Pitting and localized corrosion of carbon steel is considered to be a complex process influenced by a wide range of parameters such as temperature, bulk solution pH and chloride ion concentration. Solution pH is known to influence corrosion product characteristics and morphology in CO2 and H2S-containing corrosion systems. However, from the perspective of pitting corrosion in CO2-saturated environments, the extent to which bulk pH of solutions and the presence of corrosion products influence localized attack is still not clearly understood. This paper presents an investigation into the role of pH on the characteristics of corrosion product and pitting corrosion behavior of X65 carbon steel in CO2-saturated brine. Pitting corrosion studies were conducted over 168 hours at 50°C in 3.5 wt.% NaCl solutions at different bulk pH (buffered to pH values of 6.6 and 7.5 in some cases) in order to understand and correlate the role of pH on corrosion product morphology, chemistry, initiation and propagation of pits within each distinct environment. Corrosion product composition and morphology are identified through a combination of electrochemical and surface analysis techniques, which include Scanning Electron Microscopy (SEM) and X-Ray Diffraction (XRD). The extent of corrosion damage of the carbon steel is evaluated through the implementation of surface interferometry to study discrete pit geometry; namely, the size, depth and aspect ratio.
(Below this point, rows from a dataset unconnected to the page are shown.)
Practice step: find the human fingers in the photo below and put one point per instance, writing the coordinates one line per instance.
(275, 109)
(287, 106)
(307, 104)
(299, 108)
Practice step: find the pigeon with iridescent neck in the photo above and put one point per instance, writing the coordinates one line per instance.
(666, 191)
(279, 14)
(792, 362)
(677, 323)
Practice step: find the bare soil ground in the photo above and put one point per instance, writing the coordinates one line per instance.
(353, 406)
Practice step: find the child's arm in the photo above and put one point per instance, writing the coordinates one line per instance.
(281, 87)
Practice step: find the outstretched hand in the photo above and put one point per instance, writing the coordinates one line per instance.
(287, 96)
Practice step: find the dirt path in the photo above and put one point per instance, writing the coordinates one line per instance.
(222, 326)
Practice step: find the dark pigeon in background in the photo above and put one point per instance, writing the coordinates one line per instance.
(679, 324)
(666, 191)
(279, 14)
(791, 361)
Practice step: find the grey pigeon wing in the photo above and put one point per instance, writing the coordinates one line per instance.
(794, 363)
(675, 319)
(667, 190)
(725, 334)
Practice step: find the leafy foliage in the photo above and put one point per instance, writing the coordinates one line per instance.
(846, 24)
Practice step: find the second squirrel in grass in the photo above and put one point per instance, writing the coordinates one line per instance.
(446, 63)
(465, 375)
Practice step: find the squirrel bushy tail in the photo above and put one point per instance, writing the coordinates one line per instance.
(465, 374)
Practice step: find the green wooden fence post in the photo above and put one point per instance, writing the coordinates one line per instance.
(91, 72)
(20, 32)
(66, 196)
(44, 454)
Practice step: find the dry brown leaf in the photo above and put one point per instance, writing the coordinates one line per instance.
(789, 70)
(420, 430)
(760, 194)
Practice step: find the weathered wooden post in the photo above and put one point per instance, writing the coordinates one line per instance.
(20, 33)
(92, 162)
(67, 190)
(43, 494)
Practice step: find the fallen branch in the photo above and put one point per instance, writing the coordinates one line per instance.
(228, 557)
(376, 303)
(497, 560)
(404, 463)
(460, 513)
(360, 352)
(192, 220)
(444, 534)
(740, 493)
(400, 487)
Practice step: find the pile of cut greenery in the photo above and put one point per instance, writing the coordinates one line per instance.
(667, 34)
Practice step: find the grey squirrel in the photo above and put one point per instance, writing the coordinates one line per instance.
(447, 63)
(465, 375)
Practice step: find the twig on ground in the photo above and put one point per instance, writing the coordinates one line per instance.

Results indicate that the process of pit initiation and propagation of carbon steel in CO2 corrosion environment is different depending upon bulk solution pH. At low pH (pH values starting at 3.8), pitting initiates faster and propagates steadily along with significant uniform corrosion due to the formation of ‘amorphous’ form of FeCO3. At higher pH, uniform corrosion is significant, while pitting initiates with increasing protection from crystalline FeCO3. At a pH value of 7.5, pitting corrosion initiation occurs after and/or during pseudo-passivation is achieved due to the formation of a ‘protective and pseudo-passivating’ FeCO3 film.